2019-04 Dreamcatcher Kenyatta Parker

When I met Kenyatta Parker over 25 years ago, I thought he was one of the most charming, kind and respectful young men I’d encountered in a long time. Balancing athletics and academics with limitless finesse, he’d already started paving the way for a lifetime of service. What garnered my attention nearly three decades later was his acute awareness of a subject that is near and dear to my heart – sensing – and responding – to the pain of others.

As an African-American male, Kenyatta saw and experienced numerous injustices in communities of color, and questioned the rationale, repercussions and reconciliation of situations that were clearly inhumane. Aware of the option to lash out, he instead channeled his efforts into positive interventions, mentoring, open dialogue and later, a non-profit organization that bolstered his efforts towards alleviating pain.

I am duly proud of this April Dreamcatcher because his love for his family resonates as greatly as his love for others. Kenyatta consistently endeavors to build bridges, awareness and relationships that support the underserved and strengthen communities at large. On so many ocassions, particularly when conversations challenge our perceptions, we may shy away from the uncomfortable at the expense of all involved.

I am proud of my brother and friend who has chosen to dedicate his life to demonstrating love in the many places where it may be felt least often. Please help me celebrate Kenyatta Parker, and read below to hear how he catches his dreams in his own words against the odds and with success in mind.

1. What do you feel are your personal and/or professional callings? How did you know?

I feel my personal and professional calling is simply to be of service to people.  Especially my people, Black/African.  Although professionally I am still searching for the specific vehicle to live out my calling, it is definitely still rooted in service. 

Teaching our (black) less fortunate how to empower themselves and cultivate skills to help them change their current circumstances is definitely a joy and a calling.  I discovered this while mentoring young adults with my non-profit org and teaching in middle school.  The joy I got from seeing the light bulbs go off in the minds of the people I poured into was all I needed to see and feel.  I knew then!

2. What was the defining moment that compelled you to choose this direction? What cemented your passion?

There is not one defining moment that compelled me to think the way I do and live life going in this direction.  In my opinion, this path is a product of the family I was raised in.  I have a family of activists, Pan Africans, and scholars that I watched and grew up around.  I saw how they manifested their passion for our people by teaching, founding community centers and being life-long activists for people of color.  This inspired and molded me. 

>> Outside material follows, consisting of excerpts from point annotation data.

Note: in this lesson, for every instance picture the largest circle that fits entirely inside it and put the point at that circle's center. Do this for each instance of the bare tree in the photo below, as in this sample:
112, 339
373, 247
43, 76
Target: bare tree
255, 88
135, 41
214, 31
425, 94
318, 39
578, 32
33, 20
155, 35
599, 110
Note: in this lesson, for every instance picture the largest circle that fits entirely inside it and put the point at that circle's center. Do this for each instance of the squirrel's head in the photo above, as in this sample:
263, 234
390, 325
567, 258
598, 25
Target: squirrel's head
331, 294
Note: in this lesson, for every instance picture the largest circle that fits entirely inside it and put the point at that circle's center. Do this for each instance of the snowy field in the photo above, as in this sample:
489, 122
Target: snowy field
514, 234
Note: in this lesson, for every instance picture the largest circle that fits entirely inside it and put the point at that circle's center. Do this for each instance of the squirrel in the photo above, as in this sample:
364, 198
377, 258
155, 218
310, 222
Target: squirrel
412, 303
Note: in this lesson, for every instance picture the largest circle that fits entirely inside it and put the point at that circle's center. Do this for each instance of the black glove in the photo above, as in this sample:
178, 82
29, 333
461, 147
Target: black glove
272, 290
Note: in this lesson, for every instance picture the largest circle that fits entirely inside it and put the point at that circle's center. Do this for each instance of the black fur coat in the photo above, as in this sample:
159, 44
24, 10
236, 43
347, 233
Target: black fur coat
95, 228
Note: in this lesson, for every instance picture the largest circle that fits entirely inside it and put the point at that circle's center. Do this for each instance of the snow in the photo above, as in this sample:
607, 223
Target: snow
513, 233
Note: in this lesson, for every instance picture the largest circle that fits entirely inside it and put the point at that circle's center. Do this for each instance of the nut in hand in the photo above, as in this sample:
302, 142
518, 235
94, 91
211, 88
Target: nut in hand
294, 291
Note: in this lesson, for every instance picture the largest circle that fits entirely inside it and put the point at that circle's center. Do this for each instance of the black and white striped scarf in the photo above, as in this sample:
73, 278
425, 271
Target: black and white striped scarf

If I had to pick a moment when I knew this was also MY passion, it would have to be my first trip to the continent of Africa.  My travels to Africa taught me something.  It taught me that growing up in the U.S. naturally makes us over-consumers, selfish and in a sense ungrateful.  We lose, in my opinion, the essence of what life is truly about.  Being there was the first time in my life that I saw African/Black people as the majority, and it was BEAUTIFUL!  It changed me forever. 

Being there also allowed me to see that all anyone NEEDS is spirituality, food, shelter, and family.  Everything else is superficial and a desire, not a need.  Believe it or not, on this trip I actually wrote a manifesto for myself that proclaimed what my purpose in life was.  When I find it, I’ll share it with you!  In conclusion, my family and my pilgrimage to Africa helped cement my passion.

3. What would people be surprised to know about you?

I think people would be surprised at how much I read for self-improvement; how sensitive of a person I am and can be, and how as a child, I used to literally pray for the type of family I wanted to have as an adult.  

4. If you had a catchphrase, what would it be?

“We all we got!”

5. When people see what you’re striving for, what would you want them to keep in mind? What can they do to help support this cause?

I want them to see what I am striving for to spark curiosity to learn more about themselves, our true history and ways to take action to improve our community.  They can help this cause by loving themselves enough, to love people that look like them enough, to help.  Simple.

Thank You, Kenyatta Parker for catching your dreams…you’re changing lives along the way.